The first thing you need to know about Martin McDonagh's Lieutenant of Inishmore, which the St. Louis Rep is currently presenting at the Grandel Theater, is not the play's plot or theme or if it has been well directed and performed. The first thing you need to know is the box-office phone number: 314-968-4925. The next thing you should know is that the show only continues until October 12.

Up to now, I have purposely avoided using any adjectives. Descriptions can be limiting, and the moment I label this macabre comedy as scathing or outrageous or excessively bloody, the very accuracy of those terms will dissuade some readers from wanting to attend. Which would be a disservice, because this is an evening of such giddy theatricality as to transcend specifics. From the moment it begins, with the brains of a just-decapitated cat dripping onto the kitchen table in a cottage in the Aran Islands (off the western coast of Ireland), we are pummeled by the unexpected. This is not theater-as-usual; this is theater spiraling through trajectories we rarely travel. Despite violent goings-on (mostly in Act Two) that make Sweeney Todd seem like a walk in the park, we are not so much shocked by the incessant brutality as we are startled by the realization of how hilarious it all is.

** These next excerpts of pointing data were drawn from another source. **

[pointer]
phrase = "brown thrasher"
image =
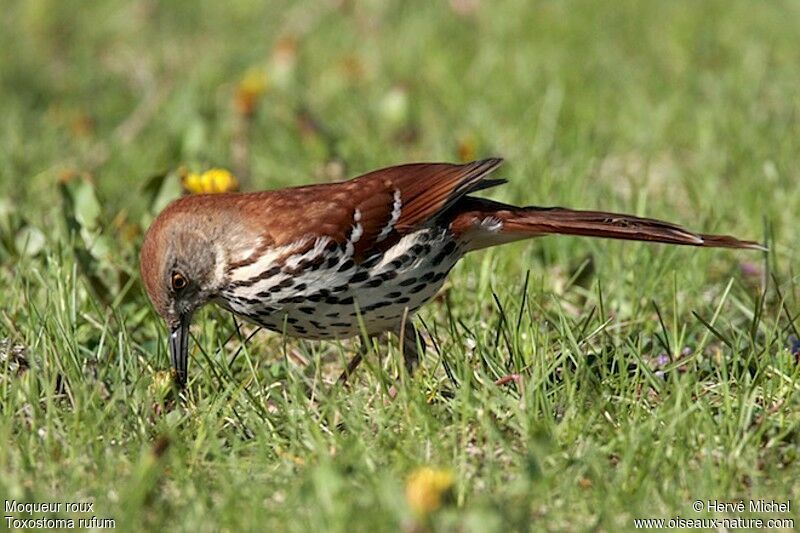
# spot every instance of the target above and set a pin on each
(318, 261)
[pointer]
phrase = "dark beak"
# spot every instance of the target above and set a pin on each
(179, 350)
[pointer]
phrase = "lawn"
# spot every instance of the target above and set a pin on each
(646, 377)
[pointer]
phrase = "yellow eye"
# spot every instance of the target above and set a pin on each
(179, 282)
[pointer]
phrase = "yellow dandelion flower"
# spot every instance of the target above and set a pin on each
(215, 180)
(426, 488)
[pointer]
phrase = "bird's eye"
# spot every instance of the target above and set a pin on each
(179, 281)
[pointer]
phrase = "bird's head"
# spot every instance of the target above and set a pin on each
(182, 264)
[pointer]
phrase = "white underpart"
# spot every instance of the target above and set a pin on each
(403, 292)
(397, 209)
(266, 261)
(398, 249)
(314, 251)
(358, 229)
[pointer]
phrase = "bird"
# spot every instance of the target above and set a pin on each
(337, 260)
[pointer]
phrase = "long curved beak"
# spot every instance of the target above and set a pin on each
(179, 349)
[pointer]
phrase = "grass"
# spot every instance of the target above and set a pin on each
(651, 376)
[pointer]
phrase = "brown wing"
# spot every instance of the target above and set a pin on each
(379, 206)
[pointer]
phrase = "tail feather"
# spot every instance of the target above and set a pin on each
(496, 223)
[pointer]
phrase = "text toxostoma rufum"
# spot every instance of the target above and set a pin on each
(319, 261)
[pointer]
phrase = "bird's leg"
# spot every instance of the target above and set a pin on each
(411, 350)
(355, 360)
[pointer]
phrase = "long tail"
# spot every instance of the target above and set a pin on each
(488, 223)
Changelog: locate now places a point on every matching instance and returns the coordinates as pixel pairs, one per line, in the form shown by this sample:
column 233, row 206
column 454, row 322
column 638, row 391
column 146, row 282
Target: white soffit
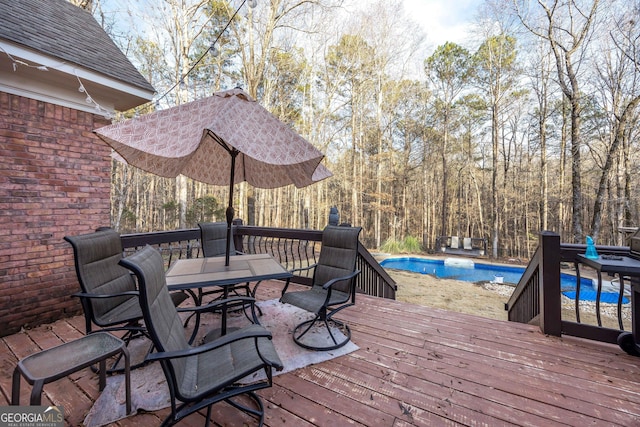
column 61, row 81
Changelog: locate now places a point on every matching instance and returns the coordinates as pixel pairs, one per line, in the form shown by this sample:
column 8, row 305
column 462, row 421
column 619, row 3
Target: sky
column 443, row 20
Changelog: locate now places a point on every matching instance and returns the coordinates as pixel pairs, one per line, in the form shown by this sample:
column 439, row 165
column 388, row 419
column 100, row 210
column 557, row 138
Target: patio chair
column 109, row 294
column 333, row 289
column 201, row 376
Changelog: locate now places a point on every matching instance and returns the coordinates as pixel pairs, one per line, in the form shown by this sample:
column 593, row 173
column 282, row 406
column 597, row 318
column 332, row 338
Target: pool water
column 469, row 271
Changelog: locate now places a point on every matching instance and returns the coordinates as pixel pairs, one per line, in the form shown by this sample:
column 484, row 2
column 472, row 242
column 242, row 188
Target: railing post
column 550, row 301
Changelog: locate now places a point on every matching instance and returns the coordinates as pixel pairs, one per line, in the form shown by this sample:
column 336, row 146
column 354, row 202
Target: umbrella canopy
column 223, row 139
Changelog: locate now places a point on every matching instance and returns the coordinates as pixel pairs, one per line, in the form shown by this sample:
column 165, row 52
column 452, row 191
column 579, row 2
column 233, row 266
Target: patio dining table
column 194, row 273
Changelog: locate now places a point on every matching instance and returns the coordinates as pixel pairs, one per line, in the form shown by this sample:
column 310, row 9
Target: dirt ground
column 454, row 295
column 487, row 299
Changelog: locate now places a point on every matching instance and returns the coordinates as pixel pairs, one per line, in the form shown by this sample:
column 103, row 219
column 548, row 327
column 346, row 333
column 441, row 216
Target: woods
column 530, row 125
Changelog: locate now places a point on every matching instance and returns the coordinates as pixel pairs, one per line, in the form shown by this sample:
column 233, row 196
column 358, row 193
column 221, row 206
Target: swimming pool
column 470, row 271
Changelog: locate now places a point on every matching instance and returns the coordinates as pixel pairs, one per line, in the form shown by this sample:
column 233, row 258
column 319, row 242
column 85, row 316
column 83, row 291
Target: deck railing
column 293, row 248
column 537, row 297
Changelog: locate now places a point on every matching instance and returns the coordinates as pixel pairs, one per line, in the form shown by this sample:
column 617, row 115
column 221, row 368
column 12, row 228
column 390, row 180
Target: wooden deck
column 415, row 366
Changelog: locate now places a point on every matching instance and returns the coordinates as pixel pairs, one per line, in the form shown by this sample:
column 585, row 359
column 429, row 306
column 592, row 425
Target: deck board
column 415, row 366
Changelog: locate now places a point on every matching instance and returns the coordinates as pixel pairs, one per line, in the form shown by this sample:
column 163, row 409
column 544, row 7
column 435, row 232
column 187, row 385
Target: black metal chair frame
column 326, row 296
column 114, row 276
column 251, row 344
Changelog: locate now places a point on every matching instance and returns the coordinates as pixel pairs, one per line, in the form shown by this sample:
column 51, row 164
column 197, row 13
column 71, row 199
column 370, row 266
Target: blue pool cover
column 478, row 272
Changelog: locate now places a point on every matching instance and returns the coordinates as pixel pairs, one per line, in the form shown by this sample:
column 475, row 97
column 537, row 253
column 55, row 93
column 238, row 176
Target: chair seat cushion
column 227, row 364
column 313, row 299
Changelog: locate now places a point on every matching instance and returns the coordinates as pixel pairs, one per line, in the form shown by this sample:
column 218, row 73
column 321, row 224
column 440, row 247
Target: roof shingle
column 59, row 29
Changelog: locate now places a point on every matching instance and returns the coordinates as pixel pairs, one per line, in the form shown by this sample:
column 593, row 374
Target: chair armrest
column 303, row 268
column 120, row 294
column 250, row 332
column 332, row 282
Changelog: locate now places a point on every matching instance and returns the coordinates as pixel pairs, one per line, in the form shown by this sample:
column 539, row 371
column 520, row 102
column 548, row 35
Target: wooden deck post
column 550, row 301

The plot spins and careens around Padraic, a "mad feck" of a killer who is too psychopathic to be accepted by the paramilitary Irish Republican Army. Now Padraic is a terrorist with the even more treacherous splinter group, the Irish National Liberation Army. But after he splinters off from the INLA, Padraic is targeted as a loose cannon who needs to be put down like a mad dog. A bad analogy, that, because Padraic hates dogs. He's a cat man, and Wee Thomas has been his sole love for the past fifteen years. The very hint that his beloved pussy might be a little under the weather is enough to send Padraic into paroxysms of grief. Were he to learn that Thomas' exposed brain matter is making a mess of the kitchen table, Padraic might lose it altogether.

Playwright McDonagh, born in London to Irish parents, has emerged as one of the most vibrant and searing voices in world theater today. In daringly original scripts like The Beauty Queen of Leenane, The Cripple of Inishmaan and especially The Lieutenant of Inishmore, McDonagh has crafted some of the most pungent and disturbing comedy-dramas of our time.

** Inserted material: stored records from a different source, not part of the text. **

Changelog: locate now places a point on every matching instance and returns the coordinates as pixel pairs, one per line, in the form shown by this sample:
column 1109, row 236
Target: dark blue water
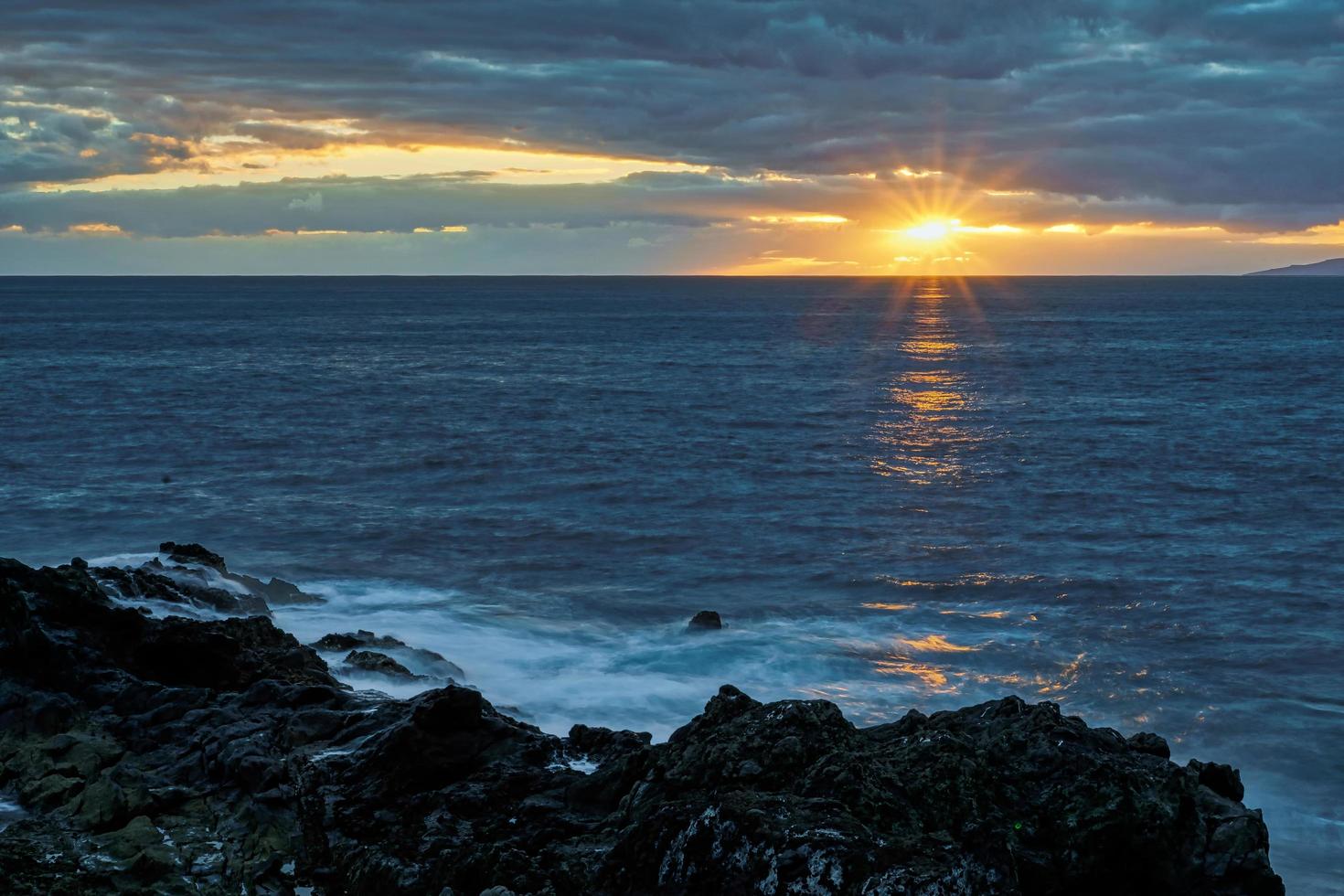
column 1125, row 495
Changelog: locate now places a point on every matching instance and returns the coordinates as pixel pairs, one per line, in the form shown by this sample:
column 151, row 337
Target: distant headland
column 1328, row 268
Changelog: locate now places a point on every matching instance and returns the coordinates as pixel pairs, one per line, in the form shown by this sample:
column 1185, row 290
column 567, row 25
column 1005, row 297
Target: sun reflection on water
column 926, row 429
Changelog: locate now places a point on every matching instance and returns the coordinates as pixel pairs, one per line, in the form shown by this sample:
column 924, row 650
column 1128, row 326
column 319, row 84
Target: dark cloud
column 684, row 200
column 1135, row 101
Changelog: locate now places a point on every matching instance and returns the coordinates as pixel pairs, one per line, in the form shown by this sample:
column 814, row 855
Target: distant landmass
column 1329, row 268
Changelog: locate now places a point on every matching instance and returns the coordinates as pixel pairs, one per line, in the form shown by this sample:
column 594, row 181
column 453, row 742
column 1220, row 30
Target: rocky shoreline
column 144, row 752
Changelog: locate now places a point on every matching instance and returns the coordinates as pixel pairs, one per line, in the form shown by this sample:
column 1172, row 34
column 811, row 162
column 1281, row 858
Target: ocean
column 1124, row 495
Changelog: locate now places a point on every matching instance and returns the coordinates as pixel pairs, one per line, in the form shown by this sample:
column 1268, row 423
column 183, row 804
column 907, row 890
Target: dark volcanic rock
column 379, row 663
column 192, row 555
column 705, row 621
column 433, row 664
column 185, row 756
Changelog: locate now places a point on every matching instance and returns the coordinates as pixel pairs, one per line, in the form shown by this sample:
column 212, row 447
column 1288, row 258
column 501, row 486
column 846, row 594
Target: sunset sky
column 754, row 137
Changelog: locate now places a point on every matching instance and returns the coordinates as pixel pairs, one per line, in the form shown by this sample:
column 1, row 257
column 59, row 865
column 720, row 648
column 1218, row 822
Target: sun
column 933, row 229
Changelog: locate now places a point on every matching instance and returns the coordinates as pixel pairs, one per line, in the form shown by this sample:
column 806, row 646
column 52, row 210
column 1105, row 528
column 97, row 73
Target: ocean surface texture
column 1124, row 495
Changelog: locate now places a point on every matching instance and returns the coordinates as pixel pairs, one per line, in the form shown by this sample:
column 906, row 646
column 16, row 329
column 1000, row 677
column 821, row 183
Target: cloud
column 312, row 202
column 1101, row 109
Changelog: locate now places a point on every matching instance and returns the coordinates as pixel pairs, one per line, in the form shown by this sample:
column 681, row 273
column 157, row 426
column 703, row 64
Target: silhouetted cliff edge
column 174, row 755
column 1328, row 268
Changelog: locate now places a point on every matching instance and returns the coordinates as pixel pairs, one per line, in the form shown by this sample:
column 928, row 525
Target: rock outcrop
column 705, row 621
column 169, row 755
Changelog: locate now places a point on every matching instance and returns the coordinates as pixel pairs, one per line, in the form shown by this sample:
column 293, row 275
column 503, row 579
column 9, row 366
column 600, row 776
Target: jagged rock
column 192, row 555
column 705, row 621
column 379, row 663
column 433, row 663
column 176, row 755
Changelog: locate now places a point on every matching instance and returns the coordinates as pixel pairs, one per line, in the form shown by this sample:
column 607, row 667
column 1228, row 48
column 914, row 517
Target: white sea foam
column 557, row 672
column 10, row 813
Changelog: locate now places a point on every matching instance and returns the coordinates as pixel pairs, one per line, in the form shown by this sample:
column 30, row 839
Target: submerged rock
column 379, row 663
column 186, row 756
column 433, row 664
column 705, row 621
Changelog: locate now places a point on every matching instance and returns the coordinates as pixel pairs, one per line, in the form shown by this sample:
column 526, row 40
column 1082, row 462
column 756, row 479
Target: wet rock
column 1149, row 743
column 705, row 621
column 379, row 663
column 176, row 755
column 431, row 663
column 1221, row 779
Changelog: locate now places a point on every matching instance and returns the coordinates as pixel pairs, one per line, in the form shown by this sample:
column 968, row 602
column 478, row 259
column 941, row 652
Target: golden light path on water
column 929, row 432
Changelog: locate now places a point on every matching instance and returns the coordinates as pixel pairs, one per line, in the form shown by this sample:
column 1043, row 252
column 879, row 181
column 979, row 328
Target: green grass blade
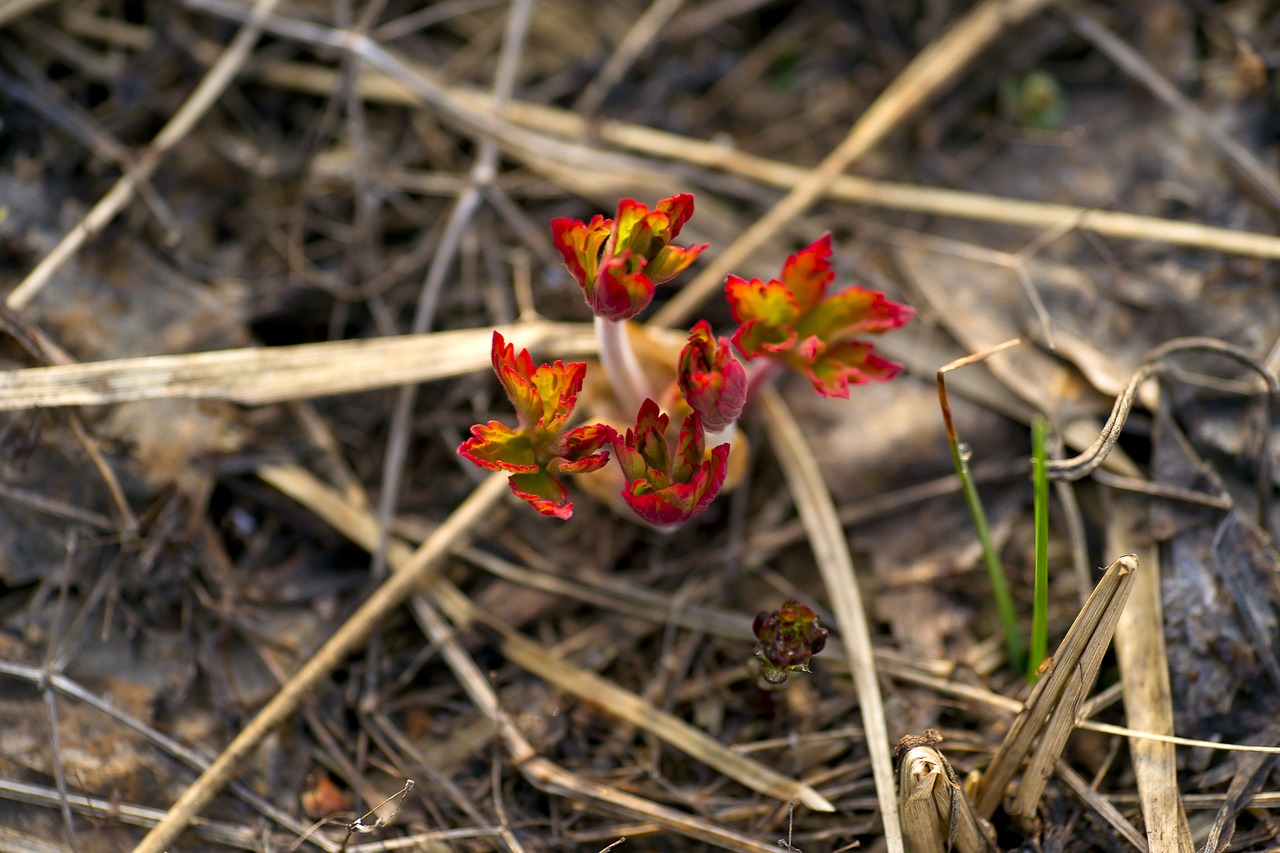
column 1040, row 606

Kudos to the Rep for hiring several of the key contributors to last year's acclaimed production of Lieutenant at the Pittsburgh Irish and Classical Theatre, including the director, scenic, lighting, sound and special effects designers, and two of the key actors. But this is no touring show; they've all built on their initial success to rethink and deepen the piece. Under Carden's effervescent direction, the cast crackles from beginning to end. David Whalen's Padraic is especially impressive, because his portrayal of a wacko who personifies excess never goes too far. Even when Padraic is eating his cell phone or making love to a fellow extremist (Keira Keeley) with the bloody corpse of Wee Thomas wedged between their bodies, Whalen's performance remains smoothly calibrated.

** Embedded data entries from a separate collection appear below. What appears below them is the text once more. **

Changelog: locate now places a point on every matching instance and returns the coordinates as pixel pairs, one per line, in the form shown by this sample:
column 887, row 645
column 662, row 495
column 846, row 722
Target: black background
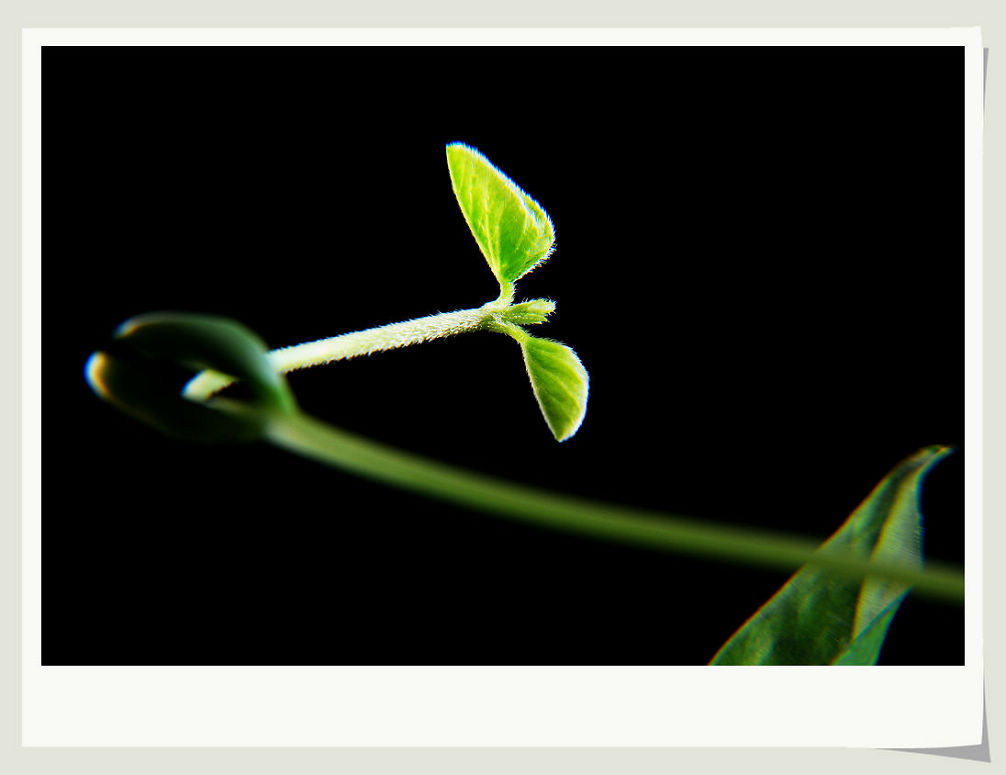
column 760, row 261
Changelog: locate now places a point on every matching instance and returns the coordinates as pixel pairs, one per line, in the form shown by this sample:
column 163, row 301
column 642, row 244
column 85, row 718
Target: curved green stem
column 311, row 438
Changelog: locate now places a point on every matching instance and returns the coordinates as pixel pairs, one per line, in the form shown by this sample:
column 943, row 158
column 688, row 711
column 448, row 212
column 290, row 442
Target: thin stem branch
column 311, row 438
column 356, row 343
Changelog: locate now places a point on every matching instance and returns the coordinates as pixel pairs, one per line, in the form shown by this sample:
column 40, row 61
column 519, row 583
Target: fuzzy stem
column 350, row 345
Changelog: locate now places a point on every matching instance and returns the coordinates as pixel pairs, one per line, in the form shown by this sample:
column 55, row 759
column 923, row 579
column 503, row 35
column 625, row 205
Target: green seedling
column 835, row 610
column 515, row 235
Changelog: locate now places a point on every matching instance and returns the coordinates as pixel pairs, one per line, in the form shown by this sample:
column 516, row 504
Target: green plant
column 835, row 610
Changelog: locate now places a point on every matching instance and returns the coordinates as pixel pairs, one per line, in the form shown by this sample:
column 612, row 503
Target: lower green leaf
column 819, row 618
column 559, row 382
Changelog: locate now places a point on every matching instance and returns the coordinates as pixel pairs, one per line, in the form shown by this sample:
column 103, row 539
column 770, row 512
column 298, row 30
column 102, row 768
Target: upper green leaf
column 820, row 618
column 513, row 231
column 559, row 382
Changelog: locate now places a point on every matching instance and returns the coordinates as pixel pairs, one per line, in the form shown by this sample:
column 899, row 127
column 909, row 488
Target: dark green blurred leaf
column 209, row 342
column 126, row 374
column 819, row 618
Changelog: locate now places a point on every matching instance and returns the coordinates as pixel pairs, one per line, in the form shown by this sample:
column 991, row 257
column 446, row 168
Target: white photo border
column 496, row 706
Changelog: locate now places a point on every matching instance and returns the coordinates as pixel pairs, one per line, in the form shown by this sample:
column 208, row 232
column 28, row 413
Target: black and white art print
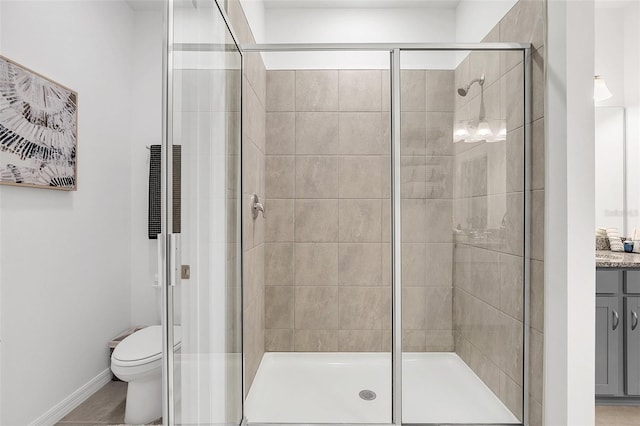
column 38, row 130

Among the featured cast, Dan McCabe's Davey and Matt DeCaro's Donny work wonderfully well together. Davey and Donny both bookend and anchor the play. They are its alpha and omega: Young Davey personifies innocence; he doesn't understand anything that's happening. Donny, Padraic's weary father, has seen far too much.

"Worse and worse and worse this story gets," Davey bemoans as the unimaginable becomes reality. "Will it never end?" And of course we realize that he's talking, not merely about Padraic, but of the incessant violence that has wracked Ireland for far too long. Will it never end? Yet in a perverse kind of way, a viewer might find himself hoping that this dazzlingly executed murderous romp never will.